I’m at a bit of a crossroads in my life right now, which has me thinking about leaving one chapter behind and looking forward to what comes next. This year I changed my job situation, we had a death in the family, and my birthday is next week which always gives me reason to pause and take stock at my “personal annual new year.” Another turn around the sun complete, and it’s been a great ride.
The world also feels like it’s at a bit of a crossroads, historically, right now. Lots of challenges loom politically, economically, and climatically. The future seems uncertain. In my country it feels like we are divided socially in myriad and irreparable ways, and it causes me to think about when it wasn’t so. And then, as a historian, I remember that this type of thinking is a trap. Was it ever not so? Did we have a time when things were great and we were carefree? When was the so-called “Golden Age” that humans have longed for and chased throughout our history? I imagine it will depend on whom you ask.
For example, I asked my mom on her 80th birthday when that was for her, and she pointed to the photo of the three of us above. My parents were very young, in their early 20s, and I was their first born. We were all fresh, happy, and probably filled with hope for what the future would bring.
Likewise, in recent years in the U.S. there have been cries from some to “Make America Great Again.” Clearly, they think we used to be a better country than we are now, but to be honest I’m not entirely sure what that means. When and to what, exactly, are they referring?

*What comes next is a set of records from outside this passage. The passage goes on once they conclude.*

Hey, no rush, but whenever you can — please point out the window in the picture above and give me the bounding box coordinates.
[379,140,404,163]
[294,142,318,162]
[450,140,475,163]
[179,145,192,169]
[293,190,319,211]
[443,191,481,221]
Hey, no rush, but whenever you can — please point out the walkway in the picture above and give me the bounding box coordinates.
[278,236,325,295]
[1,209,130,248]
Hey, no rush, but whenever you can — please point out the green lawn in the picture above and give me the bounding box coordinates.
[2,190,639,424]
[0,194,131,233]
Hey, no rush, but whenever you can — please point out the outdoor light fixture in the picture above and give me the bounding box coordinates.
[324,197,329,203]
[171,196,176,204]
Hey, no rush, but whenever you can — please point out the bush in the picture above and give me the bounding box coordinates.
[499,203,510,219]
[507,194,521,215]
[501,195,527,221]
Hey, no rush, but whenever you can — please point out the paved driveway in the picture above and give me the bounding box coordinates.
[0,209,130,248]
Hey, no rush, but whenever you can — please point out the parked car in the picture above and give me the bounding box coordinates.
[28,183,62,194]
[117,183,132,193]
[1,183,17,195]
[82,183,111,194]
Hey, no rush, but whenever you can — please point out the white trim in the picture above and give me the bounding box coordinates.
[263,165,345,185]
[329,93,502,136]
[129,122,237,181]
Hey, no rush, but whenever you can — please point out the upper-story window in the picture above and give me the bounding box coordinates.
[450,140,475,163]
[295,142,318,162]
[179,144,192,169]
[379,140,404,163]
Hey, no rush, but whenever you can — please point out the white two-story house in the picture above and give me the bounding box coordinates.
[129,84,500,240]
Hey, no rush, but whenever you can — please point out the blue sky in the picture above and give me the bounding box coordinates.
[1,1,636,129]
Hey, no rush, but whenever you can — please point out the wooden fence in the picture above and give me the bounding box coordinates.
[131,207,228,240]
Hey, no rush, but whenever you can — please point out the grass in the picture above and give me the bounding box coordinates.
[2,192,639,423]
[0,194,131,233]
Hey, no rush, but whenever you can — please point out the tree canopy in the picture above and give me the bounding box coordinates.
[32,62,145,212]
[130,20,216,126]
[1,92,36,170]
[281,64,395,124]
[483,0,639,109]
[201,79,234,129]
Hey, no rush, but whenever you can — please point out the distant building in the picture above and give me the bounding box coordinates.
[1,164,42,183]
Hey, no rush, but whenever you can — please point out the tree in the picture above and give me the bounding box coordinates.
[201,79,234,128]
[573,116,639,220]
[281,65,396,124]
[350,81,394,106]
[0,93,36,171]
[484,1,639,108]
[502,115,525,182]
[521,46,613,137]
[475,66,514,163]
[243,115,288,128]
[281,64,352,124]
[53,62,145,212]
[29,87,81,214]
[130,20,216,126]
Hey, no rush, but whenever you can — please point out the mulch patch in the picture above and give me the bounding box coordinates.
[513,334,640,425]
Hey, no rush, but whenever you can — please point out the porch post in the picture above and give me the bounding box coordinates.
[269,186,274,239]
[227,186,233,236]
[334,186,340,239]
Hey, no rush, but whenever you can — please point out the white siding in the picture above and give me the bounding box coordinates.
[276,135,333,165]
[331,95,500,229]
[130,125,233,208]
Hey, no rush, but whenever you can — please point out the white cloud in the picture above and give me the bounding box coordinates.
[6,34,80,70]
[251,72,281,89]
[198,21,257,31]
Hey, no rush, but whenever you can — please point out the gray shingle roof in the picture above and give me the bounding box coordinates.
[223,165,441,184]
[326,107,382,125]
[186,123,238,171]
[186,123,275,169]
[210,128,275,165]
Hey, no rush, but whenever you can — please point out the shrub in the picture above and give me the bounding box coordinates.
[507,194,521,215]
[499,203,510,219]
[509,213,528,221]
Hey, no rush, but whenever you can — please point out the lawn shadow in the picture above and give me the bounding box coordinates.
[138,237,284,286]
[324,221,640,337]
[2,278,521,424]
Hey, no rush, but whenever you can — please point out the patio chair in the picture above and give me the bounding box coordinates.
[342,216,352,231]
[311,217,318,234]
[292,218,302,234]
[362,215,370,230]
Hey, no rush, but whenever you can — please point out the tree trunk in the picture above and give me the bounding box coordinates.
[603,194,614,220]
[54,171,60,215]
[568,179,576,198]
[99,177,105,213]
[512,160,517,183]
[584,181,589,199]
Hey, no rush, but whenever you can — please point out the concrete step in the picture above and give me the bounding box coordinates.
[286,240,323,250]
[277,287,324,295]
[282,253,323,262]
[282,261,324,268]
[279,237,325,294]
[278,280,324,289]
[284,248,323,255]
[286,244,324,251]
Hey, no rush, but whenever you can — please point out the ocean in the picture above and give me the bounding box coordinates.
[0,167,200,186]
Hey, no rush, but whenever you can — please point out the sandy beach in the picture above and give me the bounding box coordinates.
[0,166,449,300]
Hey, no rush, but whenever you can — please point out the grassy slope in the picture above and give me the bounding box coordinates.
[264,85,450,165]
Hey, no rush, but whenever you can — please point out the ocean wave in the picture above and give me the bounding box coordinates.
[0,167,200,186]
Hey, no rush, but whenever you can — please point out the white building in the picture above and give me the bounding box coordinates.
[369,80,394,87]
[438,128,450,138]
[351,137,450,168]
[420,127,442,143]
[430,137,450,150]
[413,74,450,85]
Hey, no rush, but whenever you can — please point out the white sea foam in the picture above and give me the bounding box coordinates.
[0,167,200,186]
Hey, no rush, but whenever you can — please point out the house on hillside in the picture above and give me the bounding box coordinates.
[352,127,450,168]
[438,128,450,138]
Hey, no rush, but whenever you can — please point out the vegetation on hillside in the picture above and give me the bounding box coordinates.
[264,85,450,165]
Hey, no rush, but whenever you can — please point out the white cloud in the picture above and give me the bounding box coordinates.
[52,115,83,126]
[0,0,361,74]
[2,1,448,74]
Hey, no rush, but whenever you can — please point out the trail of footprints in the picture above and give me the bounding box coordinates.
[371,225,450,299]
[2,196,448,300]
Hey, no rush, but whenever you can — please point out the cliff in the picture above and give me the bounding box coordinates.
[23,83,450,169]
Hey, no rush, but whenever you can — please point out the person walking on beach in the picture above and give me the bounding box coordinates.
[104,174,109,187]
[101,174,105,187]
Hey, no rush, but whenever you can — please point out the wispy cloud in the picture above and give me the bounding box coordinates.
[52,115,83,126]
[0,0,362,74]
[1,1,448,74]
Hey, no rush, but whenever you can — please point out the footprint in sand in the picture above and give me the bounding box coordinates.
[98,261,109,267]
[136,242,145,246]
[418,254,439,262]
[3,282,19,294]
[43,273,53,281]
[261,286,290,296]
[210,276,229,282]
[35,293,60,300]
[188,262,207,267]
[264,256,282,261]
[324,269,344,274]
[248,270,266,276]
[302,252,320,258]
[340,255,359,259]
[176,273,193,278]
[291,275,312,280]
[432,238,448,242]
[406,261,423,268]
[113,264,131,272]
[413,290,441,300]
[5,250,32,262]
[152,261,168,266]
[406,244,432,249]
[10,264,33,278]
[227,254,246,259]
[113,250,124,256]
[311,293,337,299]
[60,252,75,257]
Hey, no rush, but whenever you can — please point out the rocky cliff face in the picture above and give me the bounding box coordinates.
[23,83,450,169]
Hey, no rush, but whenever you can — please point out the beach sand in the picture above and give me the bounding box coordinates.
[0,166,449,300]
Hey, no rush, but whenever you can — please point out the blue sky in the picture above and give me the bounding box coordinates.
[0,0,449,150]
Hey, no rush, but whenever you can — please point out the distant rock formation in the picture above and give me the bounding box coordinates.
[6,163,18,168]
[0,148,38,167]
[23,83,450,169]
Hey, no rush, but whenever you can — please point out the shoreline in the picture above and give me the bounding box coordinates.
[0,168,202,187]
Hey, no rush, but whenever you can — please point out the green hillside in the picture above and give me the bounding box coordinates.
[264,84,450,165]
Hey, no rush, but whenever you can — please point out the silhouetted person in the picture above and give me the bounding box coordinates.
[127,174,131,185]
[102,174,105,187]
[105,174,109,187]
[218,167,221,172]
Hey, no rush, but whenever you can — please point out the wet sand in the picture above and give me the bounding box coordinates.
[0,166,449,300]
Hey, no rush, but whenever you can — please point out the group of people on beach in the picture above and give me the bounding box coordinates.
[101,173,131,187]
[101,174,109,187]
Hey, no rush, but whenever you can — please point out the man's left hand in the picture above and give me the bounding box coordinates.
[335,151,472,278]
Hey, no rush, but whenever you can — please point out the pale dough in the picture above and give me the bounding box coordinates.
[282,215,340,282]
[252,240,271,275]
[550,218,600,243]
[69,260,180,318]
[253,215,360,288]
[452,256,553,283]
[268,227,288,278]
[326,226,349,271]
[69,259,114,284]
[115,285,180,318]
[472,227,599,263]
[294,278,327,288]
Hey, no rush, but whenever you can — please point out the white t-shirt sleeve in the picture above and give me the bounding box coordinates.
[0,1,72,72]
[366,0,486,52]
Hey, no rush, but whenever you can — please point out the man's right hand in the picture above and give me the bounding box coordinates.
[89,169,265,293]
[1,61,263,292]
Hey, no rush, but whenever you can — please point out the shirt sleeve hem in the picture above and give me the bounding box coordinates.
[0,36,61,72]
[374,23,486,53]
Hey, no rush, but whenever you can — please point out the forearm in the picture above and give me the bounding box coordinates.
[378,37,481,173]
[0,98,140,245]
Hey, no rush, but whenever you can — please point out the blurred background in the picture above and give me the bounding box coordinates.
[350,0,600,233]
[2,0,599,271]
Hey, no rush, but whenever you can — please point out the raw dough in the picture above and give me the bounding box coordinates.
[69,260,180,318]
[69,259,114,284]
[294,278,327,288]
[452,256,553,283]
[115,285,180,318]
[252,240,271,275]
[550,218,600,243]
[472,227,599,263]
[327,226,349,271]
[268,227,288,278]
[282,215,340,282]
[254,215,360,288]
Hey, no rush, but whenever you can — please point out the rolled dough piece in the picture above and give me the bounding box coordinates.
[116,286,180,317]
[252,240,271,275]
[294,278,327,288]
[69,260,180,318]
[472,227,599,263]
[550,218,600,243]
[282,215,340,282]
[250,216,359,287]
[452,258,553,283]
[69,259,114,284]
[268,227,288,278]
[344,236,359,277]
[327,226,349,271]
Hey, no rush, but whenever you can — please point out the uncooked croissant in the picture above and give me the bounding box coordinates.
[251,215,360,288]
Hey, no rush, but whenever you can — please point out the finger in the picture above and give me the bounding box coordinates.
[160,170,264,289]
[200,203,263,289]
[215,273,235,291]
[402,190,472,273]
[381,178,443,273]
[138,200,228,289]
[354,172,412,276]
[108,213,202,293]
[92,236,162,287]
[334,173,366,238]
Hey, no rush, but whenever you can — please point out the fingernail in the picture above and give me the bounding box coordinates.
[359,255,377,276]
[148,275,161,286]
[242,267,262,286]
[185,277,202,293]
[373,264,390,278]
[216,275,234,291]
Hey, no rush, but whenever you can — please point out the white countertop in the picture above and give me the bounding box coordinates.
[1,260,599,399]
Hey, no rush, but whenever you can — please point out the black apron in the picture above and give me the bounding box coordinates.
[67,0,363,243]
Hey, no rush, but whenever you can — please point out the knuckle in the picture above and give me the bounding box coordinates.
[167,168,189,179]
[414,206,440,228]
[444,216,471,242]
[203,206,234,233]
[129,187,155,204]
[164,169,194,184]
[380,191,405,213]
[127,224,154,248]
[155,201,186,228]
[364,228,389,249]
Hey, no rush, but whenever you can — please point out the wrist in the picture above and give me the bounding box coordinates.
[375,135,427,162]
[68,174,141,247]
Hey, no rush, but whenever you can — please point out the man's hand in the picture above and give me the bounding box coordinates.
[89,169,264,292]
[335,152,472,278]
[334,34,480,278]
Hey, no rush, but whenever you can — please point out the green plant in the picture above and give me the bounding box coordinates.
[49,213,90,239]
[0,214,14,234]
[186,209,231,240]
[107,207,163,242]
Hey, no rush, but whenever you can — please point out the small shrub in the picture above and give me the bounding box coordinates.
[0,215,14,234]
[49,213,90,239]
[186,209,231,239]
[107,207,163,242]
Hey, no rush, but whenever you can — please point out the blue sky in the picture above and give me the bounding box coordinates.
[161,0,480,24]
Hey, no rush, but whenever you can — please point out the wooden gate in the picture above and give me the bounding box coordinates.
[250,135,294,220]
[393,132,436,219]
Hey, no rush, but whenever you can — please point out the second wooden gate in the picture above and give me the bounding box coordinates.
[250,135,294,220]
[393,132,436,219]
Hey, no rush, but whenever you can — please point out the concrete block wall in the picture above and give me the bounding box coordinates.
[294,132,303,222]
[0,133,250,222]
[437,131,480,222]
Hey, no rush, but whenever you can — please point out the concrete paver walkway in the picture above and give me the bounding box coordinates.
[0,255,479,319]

Evidently, for each of us that blissful, “golden” time is going to be different.
I also recently read an article in the journal Nature that discussed a scientific study about people’s perceptions of moral decline. The study showed many people believe that for decades now morality has been in a steady state of decaying, not only on the individual level but the generational level as well. For many, people were simply better people in the past. But the study also showed that this isn’t true and the perception is an illusion. So, why are we so inclined to think the best is behind us?
The concept of a Golden Age is actually very old. It’s believed to have come from the ancient Greeks who described five ages of humankind, the “golden” one simply denoting a time when people were good and generous, living in peace and without want. Definitely sounds like a place most of us would want to be, but to my mind — at least in theory — those conditions could exist in any time and place; they don’t have to be only a refuge in the past.
In the European History courses I’ve taught over the years, I’ve had to cover the period known as the Enlightenment which largely spanned the 18th century CE. On some levels this seems to have been an idealistic time that was also a crossroads for humanity in lots of ways. For many of the intellectuals at the forefront of that movement they embraced the idea of “progress” and suggested that the Golden Age was not in the past but rather in the future and something worth working toward.
Whether their perception was right or not, it’s something worth thinking about. I mean imagine seriously accepting the idea that we have peaked in the past, never to reach that level of fulfillment, achievement, or contentment again. If that’s true, it begs the question, “why even get out of bed in the morning?” As a goal-oriented, generally glass-half-full type person, I’m not someone who can really get behind this notion.
I think the reality of the mythical search for a Golden Age is that it exists everywhere and nowhere at the same time. As my husband is fond of saying, the only constant is change, so by definition we are always simultaneously living in, working toward, or moving away from a Golden Age. I think I like this notion the best.
The truth is we will always have both Dark Ages and Golden Ages — oddly, often at the same time. Being a human is tough. There is lots of suffering in the world and we are capable of doing terrible things to one another, so it’s no wonder we find ourselves often pining away for better times. But there is also love, compassion, kindness, creativity, beauty, and many other ways that we balance this out. So, when is the best time to be alive? In the words of the Roman Emperor-Philosopher Marcus Aurelius:
The longest to live and the soonest to die lose exactly the same thing, for it is only the present moment which one can be deprived of.
Whether we want to acknowledge it or not, the Golden Age is now.
You said:
The truth is we will always have both Dark Ages and Golden Ages — oddly, often at the same time.
I think that is clearly true. Take Al-Andalus as but one example. It was a Golden age for Moors, and a Dark age for Hispania.
Wonderful article, thank you! It brought to mind a quote I heard once: “Nostalgia is a seductive liar.” We tend to remember things as better than they were. You’re right, the golden age is here, and now.